Up to 70 per cent of Beijing's wedding planners engage in substandard practices and put at risk the happiest day of many couple's lives, experts say.

Shi Yu, deputy director-general of the committee for the wedding services industry (CWSY), said the industry faces a drastic overhaul when a new regulation governing its practices comes in to effect on Dec 1.

Shi said there are about 800 wedding planning companies in the city, and many were "a flower store turned into a wedding planning company".

Some don't have formal offices, employees or offer clients a contract. Shi said these companies use inferior or even hazardous materials, which pose a safety risk.

"As many as 70 per cent of those wedding services companies don't conform to the newly-released regulation on wedding planning services which will put into effect on Dec 1," Shi said.

"Wedding planning companies won't feel the pinch immediately but will eventually.

"When customers get a better understanding of the regulation, they will only choose companies that conform to the regulation.

"Those who don't will be eliminated in the end."

A China Investment Research Consultant survey found that 88 per cent of newlyweds had professional wedding photos, 49 per cent hired a wedding planning company and 78 per cent had celebration in hotel.

Couples spent an average of 30,000- 40,000 yuan ($6,141 - $8,188) on a wedding. In 2005, the average expenditure was 20,000 yuan, the survey found.

A newlywed surnamed Guo told METRO she was upset about the service provided by Jianghe wedding planning company for her big day on Oct 8.

"There were countless trivial problems in my wedding celebration. The bouquet cost 160 yuan when I can easily get a similar one for 40 yuan in a flower market."
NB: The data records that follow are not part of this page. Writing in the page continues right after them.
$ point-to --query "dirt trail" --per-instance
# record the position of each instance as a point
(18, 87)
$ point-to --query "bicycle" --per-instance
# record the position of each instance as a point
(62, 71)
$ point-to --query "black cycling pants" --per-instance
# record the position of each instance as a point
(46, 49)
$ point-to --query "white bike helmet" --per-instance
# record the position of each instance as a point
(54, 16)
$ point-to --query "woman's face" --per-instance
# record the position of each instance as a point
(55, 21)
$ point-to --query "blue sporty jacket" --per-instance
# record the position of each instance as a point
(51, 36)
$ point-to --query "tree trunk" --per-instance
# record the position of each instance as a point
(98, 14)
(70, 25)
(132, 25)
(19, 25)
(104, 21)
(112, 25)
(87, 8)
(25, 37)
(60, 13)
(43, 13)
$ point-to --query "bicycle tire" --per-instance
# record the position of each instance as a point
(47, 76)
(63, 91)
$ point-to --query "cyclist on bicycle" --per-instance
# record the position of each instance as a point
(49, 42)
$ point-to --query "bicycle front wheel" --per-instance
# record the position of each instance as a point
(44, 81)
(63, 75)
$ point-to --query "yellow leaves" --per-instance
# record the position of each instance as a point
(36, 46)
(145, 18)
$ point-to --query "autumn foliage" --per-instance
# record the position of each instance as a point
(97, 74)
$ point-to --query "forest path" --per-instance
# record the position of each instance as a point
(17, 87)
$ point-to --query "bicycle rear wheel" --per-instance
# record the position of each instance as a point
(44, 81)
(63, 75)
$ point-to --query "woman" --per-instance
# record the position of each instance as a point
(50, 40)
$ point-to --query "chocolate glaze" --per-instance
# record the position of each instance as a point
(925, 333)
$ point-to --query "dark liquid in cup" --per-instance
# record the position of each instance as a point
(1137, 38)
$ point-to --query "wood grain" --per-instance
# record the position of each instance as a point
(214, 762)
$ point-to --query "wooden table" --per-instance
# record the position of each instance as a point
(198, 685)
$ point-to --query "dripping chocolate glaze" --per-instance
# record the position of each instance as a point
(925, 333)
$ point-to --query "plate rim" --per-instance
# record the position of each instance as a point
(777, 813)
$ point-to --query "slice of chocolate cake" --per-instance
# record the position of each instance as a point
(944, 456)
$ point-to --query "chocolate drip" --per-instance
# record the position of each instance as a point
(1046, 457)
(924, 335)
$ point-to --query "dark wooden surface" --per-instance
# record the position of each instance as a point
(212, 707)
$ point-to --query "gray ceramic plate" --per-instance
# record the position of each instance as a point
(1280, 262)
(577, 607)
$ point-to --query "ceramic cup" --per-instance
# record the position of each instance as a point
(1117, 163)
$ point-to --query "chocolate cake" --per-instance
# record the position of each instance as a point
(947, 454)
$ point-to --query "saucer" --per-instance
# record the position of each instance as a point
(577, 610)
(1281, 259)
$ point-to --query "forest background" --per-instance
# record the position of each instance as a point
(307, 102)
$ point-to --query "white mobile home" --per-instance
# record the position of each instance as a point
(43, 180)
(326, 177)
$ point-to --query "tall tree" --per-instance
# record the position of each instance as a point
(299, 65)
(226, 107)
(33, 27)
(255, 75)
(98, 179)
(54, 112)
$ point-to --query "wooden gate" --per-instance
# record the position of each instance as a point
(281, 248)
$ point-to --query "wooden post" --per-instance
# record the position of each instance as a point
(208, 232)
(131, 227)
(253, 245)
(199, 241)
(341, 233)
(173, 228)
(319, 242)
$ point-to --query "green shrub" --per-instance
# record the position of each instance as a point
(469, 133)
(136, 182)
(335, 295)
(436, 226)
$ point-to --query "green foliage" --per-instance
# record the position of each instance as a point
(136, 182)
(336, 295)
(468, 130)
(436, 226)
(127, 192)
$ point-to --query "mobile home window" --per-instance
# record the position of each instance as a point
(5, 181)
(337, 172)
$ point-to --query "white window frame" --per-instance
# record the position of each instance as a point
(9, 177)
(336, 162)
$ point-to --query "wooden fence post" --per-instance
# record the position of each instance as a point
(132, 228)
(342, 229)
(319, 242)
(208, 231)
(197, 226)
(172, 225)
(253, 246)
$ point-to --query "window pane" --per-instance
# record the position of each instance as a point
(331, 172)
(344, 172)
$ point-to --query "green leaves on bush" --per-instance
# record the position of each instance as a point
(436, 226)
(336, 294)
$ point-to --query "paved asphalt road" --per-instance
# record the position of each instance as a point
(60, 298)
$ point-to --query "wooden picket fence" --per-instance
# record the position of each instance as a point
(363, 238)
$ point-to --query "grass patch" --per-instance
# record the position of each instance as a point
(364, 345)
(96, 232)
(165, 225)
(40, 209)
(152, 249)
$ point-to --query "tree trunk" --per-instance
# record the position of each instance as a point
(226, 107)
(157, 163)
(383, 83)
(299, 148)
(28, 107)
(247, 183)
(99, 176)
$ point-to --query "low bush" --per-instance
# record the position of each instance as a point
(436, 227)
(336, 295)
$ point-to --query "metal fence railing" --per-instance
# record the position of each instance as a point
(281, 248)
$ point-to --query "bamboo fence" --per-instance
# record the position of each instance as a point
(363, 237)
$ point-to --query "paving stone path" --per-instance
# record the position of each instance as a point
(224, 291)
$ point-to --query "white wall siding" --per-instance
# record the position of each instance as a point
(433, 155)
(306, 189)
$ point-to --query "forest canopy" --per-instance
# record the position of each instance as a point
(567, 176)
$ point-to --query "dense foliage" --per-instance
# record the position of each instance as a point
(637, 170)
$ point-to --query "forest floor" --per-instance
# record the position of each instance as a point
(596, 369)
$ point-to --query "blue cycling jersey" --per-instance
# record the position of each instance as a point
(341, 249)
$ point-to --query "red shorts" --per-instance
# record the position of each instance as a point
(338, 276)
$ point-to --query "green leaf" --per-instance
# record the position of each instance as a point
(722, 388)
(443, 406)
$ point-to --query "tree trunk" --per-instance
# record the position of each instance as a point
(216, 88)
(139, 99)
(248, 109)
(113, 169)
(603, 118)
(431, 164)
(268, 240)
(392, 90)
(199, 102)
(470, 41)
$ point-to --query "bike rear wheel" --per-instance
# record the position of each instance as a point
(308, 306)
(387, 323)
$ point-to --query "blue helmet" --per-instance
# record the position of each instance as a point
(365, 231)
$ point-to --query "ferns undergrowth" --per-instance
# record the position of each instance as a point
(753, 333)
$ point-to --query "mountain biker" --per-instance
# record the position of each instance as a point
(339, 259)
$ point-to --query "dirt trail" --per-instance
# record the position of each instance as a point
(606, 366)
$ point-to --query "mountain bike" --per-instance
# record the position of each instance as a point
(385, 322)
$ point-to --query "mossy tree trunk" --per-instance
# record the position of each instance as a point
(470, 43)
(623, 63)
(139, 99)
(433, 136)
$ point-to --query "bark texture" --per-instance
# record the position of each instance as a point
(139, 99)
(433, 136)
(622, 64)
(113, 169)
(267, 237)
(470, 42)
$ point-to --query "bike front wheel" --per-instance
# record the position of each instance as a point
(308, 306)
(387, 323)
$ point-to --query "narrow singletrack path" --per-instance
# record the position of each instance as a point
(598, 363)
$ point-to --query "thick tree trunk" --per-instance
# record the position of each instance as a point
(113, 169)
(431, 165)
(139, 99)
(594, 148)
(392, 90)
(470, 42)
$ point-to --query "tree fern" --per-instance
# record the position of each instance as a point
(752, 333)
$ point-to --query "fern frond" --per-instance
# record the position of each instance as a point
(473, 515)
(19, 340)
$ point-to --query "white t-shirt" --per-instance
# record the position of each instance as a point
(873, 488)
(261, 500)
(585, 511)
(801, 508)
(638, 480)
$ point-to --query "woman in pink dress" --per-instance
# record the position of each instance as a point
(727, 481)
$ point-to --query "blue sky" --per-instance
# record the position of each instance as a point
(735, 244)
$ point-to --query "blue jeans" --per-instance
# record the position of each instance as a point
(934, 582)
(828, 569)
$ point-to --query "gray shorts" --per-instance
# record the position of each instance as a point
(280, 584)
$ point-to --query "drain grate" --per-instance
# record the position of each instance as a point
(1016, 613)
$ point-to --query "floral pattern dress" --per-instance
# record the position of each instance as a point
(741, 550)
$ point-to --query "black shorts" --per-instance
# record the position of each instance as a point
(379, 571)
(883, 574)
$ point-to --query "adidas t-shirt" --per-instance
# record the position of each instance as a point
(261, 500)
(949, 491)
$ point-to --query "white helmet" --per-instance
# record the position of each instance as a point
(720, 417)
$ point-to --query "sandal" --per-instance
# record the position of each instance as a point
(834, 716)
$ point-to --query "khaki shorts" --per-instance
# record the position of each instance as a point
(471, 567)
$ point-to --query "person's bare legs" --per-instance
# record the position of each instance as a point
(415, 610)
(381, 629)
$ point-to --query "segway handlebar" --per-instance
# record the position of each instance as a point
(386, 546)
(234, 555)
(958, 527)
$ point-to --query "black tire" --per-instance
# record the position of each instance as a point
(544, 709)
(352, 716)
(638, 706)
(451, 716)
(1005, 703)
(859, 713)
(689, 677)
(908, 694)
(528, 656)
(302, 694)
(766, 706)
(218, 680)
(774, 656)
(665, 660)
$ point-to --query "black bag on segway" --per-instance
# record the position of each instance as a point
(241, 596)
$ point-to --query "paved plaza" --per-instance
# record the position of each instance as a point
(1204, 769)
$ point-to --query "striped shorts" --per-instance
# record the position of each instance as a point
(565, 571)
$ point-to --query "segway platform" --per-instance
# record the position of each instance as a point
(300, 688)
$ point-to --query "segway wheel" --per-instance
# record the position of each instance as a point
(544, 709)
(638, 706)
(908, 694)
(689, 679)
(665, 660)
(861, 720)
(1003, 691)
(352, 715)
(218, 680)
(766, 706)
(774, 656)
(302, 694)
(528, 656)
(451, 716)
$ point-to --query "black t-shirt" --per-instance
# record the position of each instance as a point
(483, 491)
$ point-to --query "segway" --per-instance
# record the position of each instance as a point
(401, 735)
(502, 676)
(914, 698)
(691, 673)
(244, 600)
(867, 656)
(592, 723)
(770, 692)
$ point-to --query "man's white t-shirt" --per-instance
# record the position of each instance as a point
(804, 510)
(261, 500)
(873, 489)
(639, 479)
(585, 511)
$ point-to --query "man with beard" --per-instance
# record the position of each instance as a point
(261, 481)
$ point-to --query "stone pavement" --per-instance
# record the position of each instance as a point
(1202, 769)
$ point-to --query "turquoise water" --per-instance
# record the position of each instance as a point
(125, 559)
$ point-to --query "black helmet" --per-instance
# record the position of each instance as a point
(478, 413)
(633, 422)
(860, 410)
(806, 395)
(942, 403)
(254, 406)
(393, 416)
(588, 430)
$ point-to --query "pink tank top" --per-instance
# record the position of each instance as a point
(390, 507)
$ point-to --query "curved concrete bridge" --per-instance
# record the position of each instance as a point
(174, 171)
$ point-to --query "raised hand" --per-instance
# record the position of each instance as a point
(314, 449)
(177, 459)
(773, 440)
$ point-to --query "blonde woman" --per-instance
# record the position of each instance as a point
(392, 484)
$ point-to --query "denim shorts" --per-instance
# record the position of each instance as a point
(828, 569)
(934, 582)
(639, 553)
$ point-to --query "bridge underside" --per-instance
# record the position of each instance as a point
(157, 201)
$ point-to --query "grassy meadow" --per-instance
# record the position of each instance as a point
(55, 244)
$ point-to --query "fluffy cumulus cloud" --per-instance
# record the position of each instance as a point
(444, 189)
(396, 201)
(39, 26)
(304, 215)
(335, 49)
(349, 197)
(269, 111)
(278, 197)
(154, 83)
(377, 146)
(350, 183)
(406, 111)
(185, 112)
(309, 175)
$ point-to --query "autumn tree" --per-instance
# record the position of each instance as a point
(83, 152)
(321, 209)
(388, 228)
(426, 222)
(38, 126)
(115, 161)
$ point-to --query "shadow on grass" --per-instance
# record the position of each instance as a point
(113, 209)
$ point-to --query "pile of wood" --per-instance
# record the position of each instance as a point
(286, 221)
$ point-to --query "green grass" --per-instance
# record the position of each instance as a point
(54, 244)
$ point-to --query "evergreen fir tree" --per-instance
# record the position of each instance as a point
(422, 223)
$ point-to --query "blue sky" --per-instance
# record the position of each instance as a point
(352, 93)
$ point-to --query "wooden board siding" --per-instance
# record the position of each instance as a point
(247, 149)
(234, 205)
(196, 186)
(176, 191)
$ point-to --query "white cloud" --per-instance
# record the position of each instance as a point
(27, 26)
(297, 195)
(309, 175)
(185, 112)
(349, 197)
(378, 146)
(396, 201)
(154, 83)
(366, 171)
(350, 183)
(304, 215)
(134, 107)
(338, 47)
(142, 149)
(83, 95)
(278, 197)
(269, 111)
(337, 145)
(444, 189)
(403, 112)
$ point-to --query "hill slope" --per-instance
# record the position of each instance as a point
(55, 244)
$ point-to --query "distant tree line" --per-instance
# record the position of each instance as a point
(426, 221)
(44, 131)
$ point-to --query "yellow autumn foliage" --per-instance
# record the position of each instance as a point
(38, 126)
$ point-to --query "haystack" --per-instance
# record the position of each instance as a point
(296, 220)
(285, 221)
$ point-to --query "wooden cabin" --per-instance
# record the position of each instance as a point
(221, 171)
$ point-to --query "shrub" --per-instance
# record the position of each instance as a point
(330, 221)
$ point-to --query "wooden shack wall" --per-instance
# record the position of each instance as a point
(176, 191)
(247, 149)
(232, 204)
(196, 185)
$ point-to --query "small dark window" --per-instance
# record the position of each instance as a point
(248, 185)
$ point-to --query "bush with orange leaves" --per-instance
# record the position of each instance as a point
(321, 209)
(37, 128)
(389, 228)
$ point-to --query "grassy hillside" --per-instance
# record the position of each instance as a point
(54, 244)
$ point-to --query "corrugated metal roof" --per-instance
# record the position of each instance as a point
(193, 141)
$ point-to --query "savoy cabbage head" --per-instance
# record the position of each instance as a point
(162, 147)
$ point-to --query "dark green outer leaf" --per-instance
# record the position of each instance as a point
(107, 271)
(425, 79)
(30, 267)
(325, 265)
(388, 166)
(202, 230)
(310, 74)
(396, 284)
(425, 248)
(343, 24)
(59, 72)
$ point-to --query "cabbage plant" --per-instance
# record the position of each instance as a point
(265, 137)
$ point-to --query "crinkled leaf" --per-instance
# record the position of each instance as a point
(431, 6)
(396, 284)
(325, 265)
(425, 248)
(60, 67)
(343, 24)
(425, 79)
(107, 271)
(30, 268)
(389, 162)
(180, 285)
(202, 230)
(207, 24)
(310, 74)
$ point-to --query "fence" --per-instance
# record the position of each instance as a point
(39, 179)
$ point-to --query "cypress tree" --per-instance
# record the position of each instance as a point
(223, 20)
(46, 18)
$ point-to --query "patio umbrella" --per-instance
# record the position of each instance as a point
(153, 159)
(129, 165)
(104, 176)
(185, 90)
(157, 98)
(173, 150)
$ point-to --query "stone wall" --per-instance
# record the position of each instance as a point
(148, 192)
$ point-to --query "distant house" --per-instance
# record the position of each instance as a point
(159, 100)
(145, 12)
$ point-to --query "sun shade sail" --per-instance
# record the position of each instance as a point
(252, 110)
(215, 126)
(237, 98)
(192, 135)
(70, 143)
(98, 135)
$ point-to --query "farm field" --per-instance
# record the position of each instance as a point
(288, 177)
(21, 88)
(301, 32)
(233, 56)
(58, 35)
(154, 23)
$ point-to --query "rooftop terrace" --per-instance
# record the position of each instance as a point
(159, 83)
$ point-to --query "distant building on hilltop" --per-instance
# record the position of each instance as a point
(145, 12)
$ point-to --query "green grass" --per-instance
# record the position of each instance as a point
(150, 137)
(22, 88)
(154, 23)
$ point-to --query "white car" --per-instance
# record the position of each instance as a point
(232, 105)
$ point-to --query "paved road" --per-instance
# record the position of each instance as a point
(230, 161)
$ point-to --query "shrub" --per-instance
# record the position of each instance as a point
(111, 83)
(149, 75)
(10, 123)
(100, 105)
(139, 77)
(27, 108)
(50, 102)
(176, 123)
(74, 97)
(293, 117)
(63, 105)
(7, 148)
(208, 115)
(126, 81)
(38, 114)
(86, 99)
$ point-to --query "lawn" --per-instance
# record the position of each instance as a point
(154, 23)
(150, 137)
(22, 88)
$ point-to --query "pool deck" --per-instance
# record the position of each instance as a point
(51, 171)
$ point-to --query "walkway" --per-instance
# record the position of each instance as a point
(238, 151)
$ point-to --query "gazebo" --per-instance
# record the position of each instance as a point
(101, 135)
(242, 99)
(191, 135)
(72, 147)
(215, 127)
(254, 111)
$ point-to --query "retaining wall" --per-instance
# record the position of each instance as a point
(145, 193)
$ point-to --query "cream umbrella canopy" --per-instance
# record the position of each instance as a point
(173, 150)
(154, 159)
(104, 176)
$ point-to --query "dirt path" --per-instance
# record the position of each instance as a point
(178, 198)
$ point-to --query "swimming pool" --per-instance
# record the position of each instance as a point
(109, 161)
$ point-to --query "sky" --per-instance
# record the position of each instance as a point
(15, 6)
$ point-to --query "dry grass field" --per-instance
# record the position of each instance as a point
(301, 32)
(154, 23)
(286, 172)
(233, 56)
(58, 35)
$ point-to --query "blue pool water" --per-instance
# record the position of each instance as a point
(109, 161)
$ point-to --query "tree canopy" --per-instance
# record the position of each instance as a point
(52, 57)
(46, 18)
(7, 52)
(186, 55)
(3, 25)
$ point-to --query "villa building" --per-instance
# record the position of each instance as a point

"Furthermore, the size of exhibition board in the hotel's hall is much smaller than we negotiated, but the company charged me the original price.

"I complained to the company after the wedding, and wanted to pay 500 yuan less out of 13,000 yuan we agreed on in the contract, but they told me they would discuss it with me after the wedding photos and video were edited.

"I paid them the full price without arguing anymore. All my wedding footage is in their possession, I don't want them to be so irritated that they wouldn't edit my video carefully."

Hou Zhenchun, manager of Jianghe wedding planning said: "It is really hard to satisfy every customer's demand, but we will carry out our business in line with our contract."

In order to standardize the market, CWSY, an organization affiliated to the Ministry of Civil Affairs, drafted the regulation earlier this year.

It stipulates that a contract must be drawn up between the parties and that clients are given all original film footage, including videotapes and photos.

In addition, ignitable materials such as sprays are forbidden to use during the celebration and rented wedding gowns have to conform to sanitary standards.

In 2008, 147,516 couples were married in Beijing, according to statistics released by Beijing municipal bureau of statistics.